At the core of the plant is a proton exchange membrane (PEM) electrolyser produced by ITM Power. The project partners have opted for this facility because, in comparison with alkaline electrolysers, the operating medium is water rather than a potassium hydroxide solution and is therefore more environmentally friendly. Furthermore, the system reacts more quickly to changes in the electrical load on the grid thanks to the PEM electrolyser.
A further advantage is the compact design, as a higher output can be achieved in the same unit area. The plant will produce around 60 cubic metres of hydrogen per hour and so feed 3000 cubic metres of natural gas enriched with hydrogen into the grid per hour. An expansion of the pilot plant is planned from 2016 and the hydrogen will then be converted to methane and fed into the gas distribution network.
Framework conditions must be right
In view of the high energy volumes to be stored, power-to-gas technology is of great importance. An analysis by Thüga has shown that the renewable energy storage requirements could be 17 terawatt hours (TWh) in 2020 and could even reach 50 TWh in 2050. The municipal gas distribution networks can manage these quantities in principle.
“Our gas distribution networks could therefore be the battery of the future,” Riechel offered. In order to allow the power-to-gas storage technology to realize its full potential, it first requires temporary start-up funding in the form of state grants in order to achieve a certain readiness for market as well as a legal foundation for this technology. So that operators should be exempt from end-user fees, for example.
“Energy storage facilities and therefore power-to-gas technology are a key to the success of the Energiewende (energy turnaround). To develop them we need a sustainable market model in Germany in the long-term – such as the one presented by the Thüga Group – in order to secure the economic operation of energy storage,” says Riechel.
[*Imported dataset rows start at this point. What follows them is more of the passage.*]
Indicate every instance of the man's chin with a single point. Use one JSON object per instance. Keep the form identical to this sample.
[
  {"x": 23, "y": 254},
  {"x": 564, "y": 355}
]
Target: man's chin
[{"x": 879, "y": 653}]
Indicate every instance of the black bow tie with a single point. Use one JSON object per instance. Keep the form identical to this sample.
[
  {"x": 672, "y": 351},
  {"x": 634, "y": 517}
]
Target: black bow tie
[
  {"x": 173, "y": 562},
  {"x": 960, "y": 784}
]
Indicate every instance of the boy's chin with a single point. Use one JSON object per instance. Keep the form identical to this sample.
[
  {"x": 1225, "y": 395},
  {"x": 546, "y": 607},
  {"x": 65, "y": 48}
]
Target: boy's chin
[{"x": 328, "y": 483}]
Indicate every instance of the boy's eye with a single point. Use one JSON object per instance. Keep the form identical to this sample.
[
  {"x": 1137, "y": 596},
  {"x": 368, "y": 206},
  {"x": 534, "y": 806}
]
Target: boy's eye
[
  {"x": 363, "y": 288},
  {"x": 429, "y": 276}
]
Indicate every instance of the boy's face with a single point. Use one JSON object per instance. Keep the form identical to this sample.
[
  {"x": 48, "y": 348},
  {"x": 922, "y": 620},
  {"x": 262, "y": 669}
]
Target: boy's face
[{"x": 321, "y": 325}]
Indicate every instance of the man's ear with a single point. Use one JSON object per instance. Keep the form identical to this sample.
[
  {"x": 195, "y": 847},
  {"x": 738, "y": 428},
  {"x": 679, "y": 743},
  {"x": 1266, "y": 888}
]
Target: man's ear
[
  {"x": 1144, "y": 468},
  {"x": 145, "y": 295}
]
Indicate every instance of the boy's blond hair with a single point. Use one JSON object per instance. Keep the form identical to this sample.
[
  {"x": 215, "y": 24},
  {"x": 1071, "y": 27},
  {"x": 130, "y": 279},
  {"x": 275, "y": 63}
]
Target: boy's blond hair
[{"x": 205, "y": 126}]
Commenting on the announcement, ITM Power Managing Director, Phil Doran, said: “We are delighted that Thüga Group has started construction of what will be a vital reference site for all our partners as well as for national and regional government in Germany and ITM Power. From the end of this year, when it is up and running, this plant will become the focal point of our sales and marketing in the power-to-gas sector in Europe.”
Project partners include badenova AG & Co. KG, Erdgas Mittelsachsen GmbH, Energieversorgung Mittelrhein GmbH, erdgas schwaben gmbh, ESWE Versorgungs AG, Gasversorgung Westerwald GmbH, Mainova Aktiengesellschaft, Stadtwerke Ansbach GmbH, Stadtwerke Bad Hersfeld GmbH, Thüga Energienetze GmbH, WEMAG AG, e-rp GmbH as well as Thüga Aktiengesellschaft as project coordinator. The operational phase will be supervised by scientific project partners and by the Hesse Ministry for Environment, Energy, Agriculture and Consumer Protection.